More datasets for teaching data science: The expanded dslabs package

Introduction

We have expanded the dslabs package, which we previously introduced as a package containing realistic, interesting and approachable datasets that can be used in introductory data science courses.

This release adds 7 new datasets on climate change, astronomy, life expectancy, and breast cancer diagnosis. They are used in improved problem sets and new projects within the HarvardX Data Science Professional Certificate Program, which teaches beginning R programming, data visualization, data wrangling, statistics, and machine learning for students with no prior coding background.

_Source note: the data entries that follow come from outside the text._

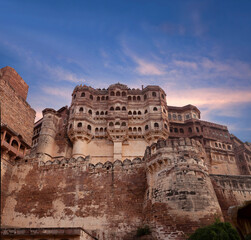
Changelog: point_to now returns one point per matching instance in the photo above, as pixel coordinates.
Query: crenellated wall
(180, 195)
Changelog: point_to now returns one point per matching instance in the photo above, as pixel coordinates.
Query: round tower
(180, 195)
(47, 135)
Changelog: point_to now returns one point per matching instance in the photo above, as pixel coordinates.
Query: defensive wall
(105, 199)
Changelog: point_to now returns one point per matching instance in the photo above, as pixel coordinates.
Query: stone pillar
(47, 135)
(79, 148)
(117, 150)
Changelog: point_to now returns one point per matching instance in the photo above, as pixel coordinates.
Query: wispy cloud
(60, 74)
(186, 64)
(148, 68)
(213, 101)
(60, 92)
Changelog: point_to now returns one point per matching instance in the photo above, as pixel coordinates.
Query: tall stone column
(47, 135)
(117, 150)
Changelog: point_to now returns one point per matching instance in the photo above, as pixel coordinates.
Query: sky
(199, 52)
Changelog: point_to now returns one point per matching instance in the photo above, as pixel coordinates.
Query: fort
(115, 161)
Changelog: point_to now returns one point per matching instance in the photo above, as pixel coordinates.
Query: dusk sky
(199, 52)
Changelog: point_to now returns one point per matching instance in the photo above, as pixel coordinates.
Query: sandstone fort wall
(16, 112)
(105, 199)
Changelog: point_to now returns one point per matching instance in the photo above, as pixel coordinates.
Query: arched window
(14, 144)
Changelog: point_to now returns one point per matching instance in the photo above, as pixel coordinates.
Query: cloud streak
(213, 101)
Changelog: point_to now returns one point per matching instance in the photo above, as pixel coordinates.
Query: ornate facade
(118, 159)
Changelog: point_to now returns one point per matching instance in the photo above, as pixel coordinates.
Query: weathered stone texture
(107, 200)
(15, 111)
(231, 191)
(6, 172)
(180, 195)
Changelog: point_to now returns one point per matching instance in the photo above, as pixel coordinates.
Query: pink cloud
(211, 100)
(186, 64)
(147, 68)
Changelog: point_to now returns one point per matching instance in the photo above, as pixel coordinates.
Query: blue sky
(199, 52)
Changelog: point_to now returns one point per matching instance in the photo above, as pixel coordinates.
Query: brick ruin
(116, 160)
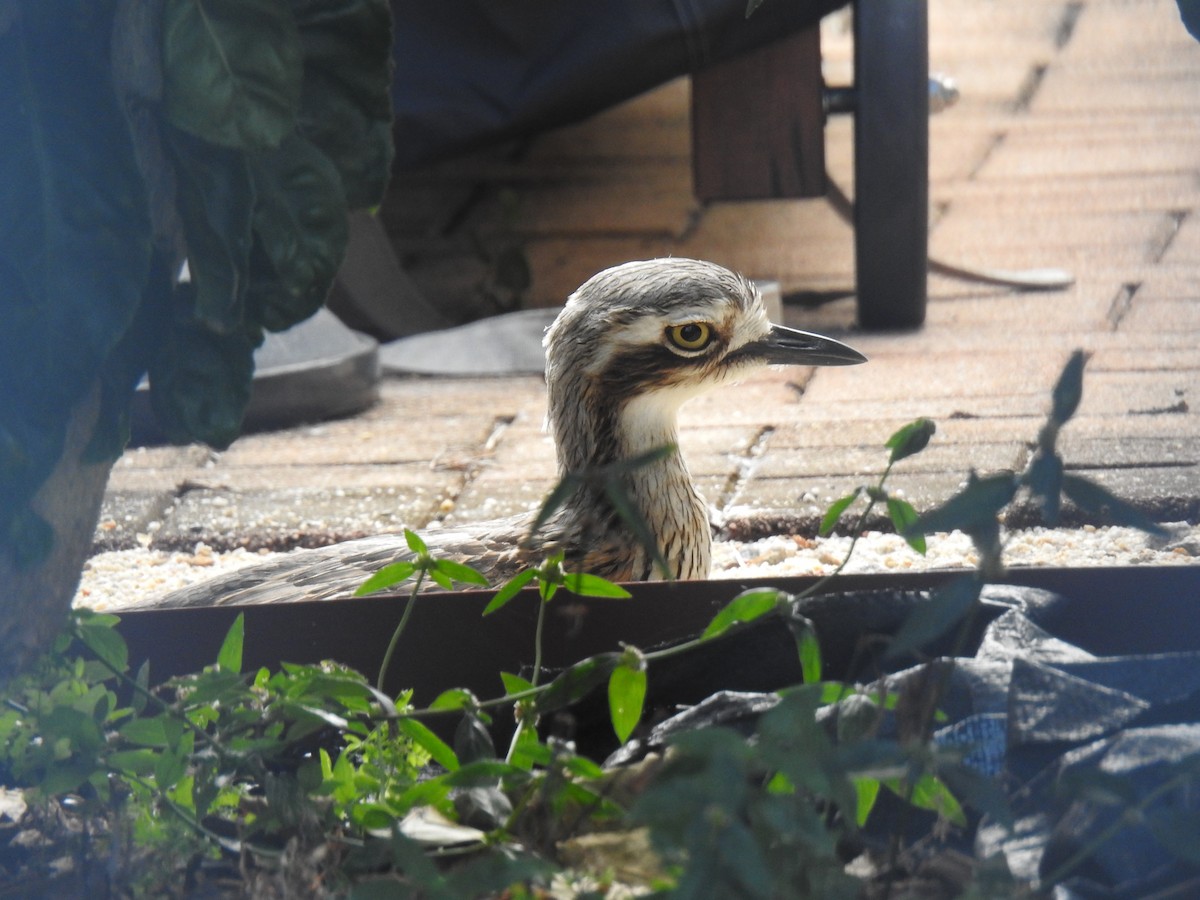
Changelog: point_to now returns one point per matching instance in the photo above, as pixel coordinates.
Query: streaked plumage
(630, 347)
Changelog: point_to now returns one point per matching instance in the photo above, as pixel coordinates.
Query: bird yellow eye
(693, 336)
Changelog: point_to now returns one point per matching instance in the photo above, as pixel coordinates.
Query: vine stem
(400, 629)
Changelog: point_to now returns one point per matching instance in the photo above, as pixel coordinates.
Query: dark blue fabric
(475, 72)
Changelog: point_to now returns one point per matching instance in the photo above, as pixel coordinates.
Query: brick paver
(1077, 144)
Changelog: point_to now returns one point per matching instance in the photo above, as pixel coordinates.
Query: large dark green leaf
(216, 204)
(927, 622)
(301, 231)
(199, 384)
(232, 71)
(972, 510)
(1096, 498)
(346, 105)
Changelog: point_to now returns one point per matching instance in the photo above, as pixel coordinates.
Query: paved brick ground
(1077, 144)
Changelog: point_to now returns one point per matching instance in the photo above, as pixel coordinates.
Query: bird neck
(593, 431)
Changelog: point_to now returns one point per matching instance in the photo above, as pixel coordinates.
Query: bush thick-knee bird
(629, 348)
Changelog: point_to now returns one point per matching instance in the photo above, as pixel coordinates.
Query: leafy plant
(175, 178)
(316, 760)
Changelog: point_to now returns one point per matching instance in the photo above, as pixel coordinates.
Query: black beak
(789, 347)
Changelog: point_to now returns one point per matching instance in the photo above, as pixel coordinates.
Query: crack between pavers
(747, 462)
(471, 471)
(1175, 220)
(1030, 88)
(1066, 29)
(1121, 304)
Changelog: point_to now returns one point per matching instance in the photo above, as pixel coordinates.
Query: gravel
(120, 579)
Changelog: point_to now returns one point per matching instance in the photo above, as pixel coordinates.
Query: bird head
(636, 341)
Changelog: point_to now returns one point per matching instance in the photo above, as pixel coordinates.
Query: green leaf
(1069, 389)
(972, 510)
(232, 71)
(107, 643)
(172, 763)
(747, 606)
(627, 694)
(229, 657)
(455, 699)
(510, 589)
(1044, 480)
(147, 732)
(515, 684)
(577, 682)
(460, 573)
(930, 793)
(593, 586)
(301, 231)
(835, 509)
(427, 741)
(868, 791)
(346, 102)
(904, 516)
(911, 439)
(807, 646)
(1095, 498)
(136, 762)
(472, 741)
(201, 382)
(927, 622)
(389, 576)
(216, 205)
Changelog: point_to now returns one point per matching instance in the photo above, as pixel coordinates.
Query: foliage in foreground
(311, 774)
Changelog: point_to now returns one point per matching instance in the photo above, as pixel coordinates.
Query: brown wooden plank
(759, 124)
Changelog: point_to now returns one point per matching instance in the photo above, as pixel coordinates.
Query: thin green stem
(400, 629)
(537, 642)
(853, 539)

You can install the dslabs package from CRAN:

install.packages("dslabs")

If you already have the package installed, you can add the new datasets by updating the package:

update.packages("dslabs")

You can load the package into your workspace normally:

library(dslabs)

Let’s preview these new datasets! To code along, use the following libraries and options:

# install packages if necessary
if(!require("tidyverse")) install.packages("tidyverse")
if(!require("ggrepel")) install.packages("ggrepel")
if(!require("matrixStats")) install.packages("matrixStats")


# load libraries
library(tidyverse)
library(ggrepel)
library(matrixStats)

# set colorblind-friendly color palette
colorblind_palette <- c("black", "#E69F00", "#56B4E9", "#009E73",
                        "#CC79A7", "#F0E442", "#0072B2", "#D55E00")

Climate change

Three datasets related to climate change are used to teach data visualization and data wrangling. These data produce clear plots that demonstrate an increase in temperature, greenhouse gas levels, and carbon emissions from 800,000 years ago to modern times. Students can create their own impactful visualizations with real atmospheric and ice core measurements.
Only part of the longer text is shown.